Remember the importance of using specific details.

Prewrite by listing familiar examples of all the activities of Committee work you can think of. Then shorten the list to just three or four familiar examples. Draft by writing a paragraph or two to define the work of the Committee as being more than picking up roadside garbage.
"6" response "4" response "2" response





Activity 5: Using Cause and Effect    ( Click for PDF Version )
The Situation: A college and career survey question has asked you to predict what your life will be like 10 years from now. Where will you be and what will you be doing? What events (causes) during the next 10 years will have led to this result?
Your Task: Project 10 years into the future and show where you will be and what you will be doing (try to do this with a job or career you have in mind). Explain how at least three causes resulted in your relative success (or lack of success).
Remember the importance of using specific details.
Prewrite by picking a job or career and imagining what you, in that position, would be doing ten years from now. Jot down causes that would lead to great success and causes that would lead to less success or even failure. Pick a likely spot along that range from great success to great failure and select three causes that would be likely causes for such an effect.
Draft by writing a paragraph that shows how your position (ten years from now) can be traced back to three main causes.
"6" response "4" response "2" response





Activity 6: Illustrating with a Story    ( Click for PDF Version )

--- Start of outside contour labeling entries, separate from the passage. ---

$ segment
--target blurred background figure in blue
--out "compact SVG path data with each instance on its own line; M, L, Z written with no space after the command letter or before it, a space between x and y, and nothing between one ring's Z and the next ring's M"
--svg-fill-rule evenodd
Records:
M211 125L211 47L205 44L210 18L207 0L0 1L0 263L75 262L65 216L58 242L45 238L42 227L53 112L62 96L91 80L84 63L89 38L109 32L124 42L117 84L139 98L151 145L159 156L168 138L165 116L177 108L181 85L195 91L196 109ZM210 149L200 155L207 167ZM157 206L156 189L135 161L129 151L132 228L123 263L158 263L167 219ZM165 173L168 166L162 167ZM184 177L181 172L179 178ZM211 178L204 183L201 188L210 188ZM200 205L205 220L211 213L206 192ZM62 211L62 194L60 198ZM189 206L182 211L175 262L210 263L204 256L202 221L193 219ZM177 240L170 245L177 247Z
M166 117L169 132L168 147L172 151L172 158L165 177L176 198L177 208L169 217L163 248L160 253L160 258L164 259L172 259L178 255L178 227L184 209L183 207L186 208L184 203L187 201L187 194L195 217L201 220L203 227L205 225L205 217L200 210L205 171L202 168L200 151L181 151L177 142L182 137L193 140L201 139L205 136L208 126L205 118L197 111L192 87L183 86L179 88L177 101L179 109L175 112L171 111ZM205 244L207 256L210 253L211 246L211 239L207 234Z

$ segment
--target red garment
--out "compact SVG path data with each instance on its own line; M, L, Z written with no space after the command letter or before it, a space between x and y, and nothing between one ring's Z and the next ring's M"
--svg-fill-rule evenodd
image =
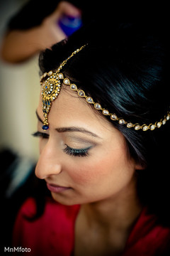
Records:
M13 230L13 246L30 248L29 256L70 256L74 251L74 223L80 206L66 206L52 198L44 214L36 213L33 198L28 199L18 214ZM129 236L123 256L164 255L170 241L170 229L157 224L157 218L144 208ZM23 252L23 255L24 253Z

The Situation: Safety is the subject in your Car and Driver unit for technology class. Instead of giving a bunch of safety rules, your instructor has decide to start with stories of what can go wrong, and then work back to the rules.

Your Task: Using an event that happened to you or that you witnessed, tell the story of something that went terribly (and probably dangerously) wrong because someone did not follow a safety rule. The rule-breaker could be a driver, a passenger, or someone not in the car, like a walker or bicyclist. Illustrate the danger with the story you tell.

Remember the importance of using specific details.
Prewrite by jotting down five or six ways a person could break a safety rule of the road and put a person or people in danger. Then pick an event you either saw or were involved in. Draft by writing that story in a paragraph or two.

"6" response "4" response "2" response




Activity 7: Classifying    ( Click for PDF Version )
The Situation: Surveys ask people if they live in urban (city), suburban, or rural (country) locations. Some characteristics about the locations might be assumed from the answer.
Your Task: Classify the place where you live (your community, not just your dwelling) as being urban, suburban, or rural. Follow up this classification by telling how specific characteristics of the type of location apply to your community.
Remember the importance of using specific details
Preview by deciding which classification best fits your area: urban (city), suburban, or rural (country). Then list some characteristics this type of community will have. Draft by classifying your community and showing how the characteristics apply to it.